Different set of practice can be used:

  • The household head is interviewed.
  • Whomever is available when the enumerator shows up is interviewed.
  • The member of the family who can speak the language of the interviewer. This is particularly the case in ethnic minority communities where men tend to speak better a vehicular language than women (since men generally have more relations with people outside the community and often have gone to school longer).
  • Multiple members of the household are interviewed, with the most knowledgeable respondents providing different pieces of information wherever possible.
  • A random adult among those present at the time of visit is interviewed
  • A random adult among all those on the household roster is interviewed.
  • Some questions are triggered for men and some questions are triggered for females only

Although it might not be the recommended approach, in practice the “Whomever is available” is usually used. The design of the form can actually limit potential exclusion effects.

How to deal with Sensitive questions?

List randomization (also referred to as list experiments, the item-count technique, and the unmatched count technique) is a way of obtaining truthful responses to questions related to sensitive issues. This technique can be used for issues related to migration for instance (see this study or this reference page or this one ).
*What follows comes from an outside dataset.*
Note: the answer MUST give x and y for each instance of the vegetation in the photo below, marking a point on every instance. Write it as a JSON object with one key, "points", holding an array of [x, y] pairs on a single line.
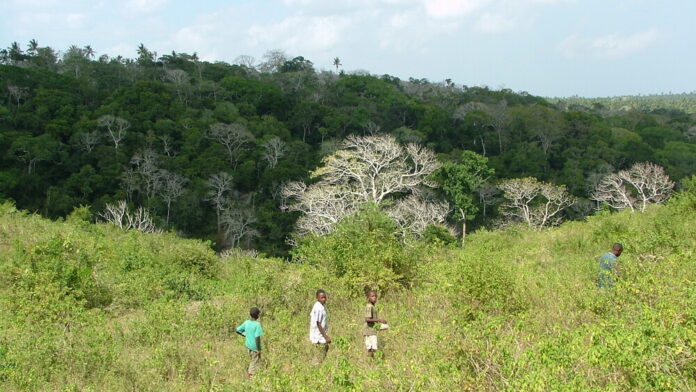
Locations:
{"points": [[93, 307], [137, 170], [205, 148]]}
The use of this method typically leads to higher reports of sensitive behaviors than is obtained through direct questioning. Practically speaking, individuals are randomly allocated into two groups. The two groups are offered different answers for the same questions - the different answer is the sensitive one. Subtracting the mean number of true statements reported by group B from the mean number of true statements reported by group A then gives the proportion of the sample that falls under the sensitive option.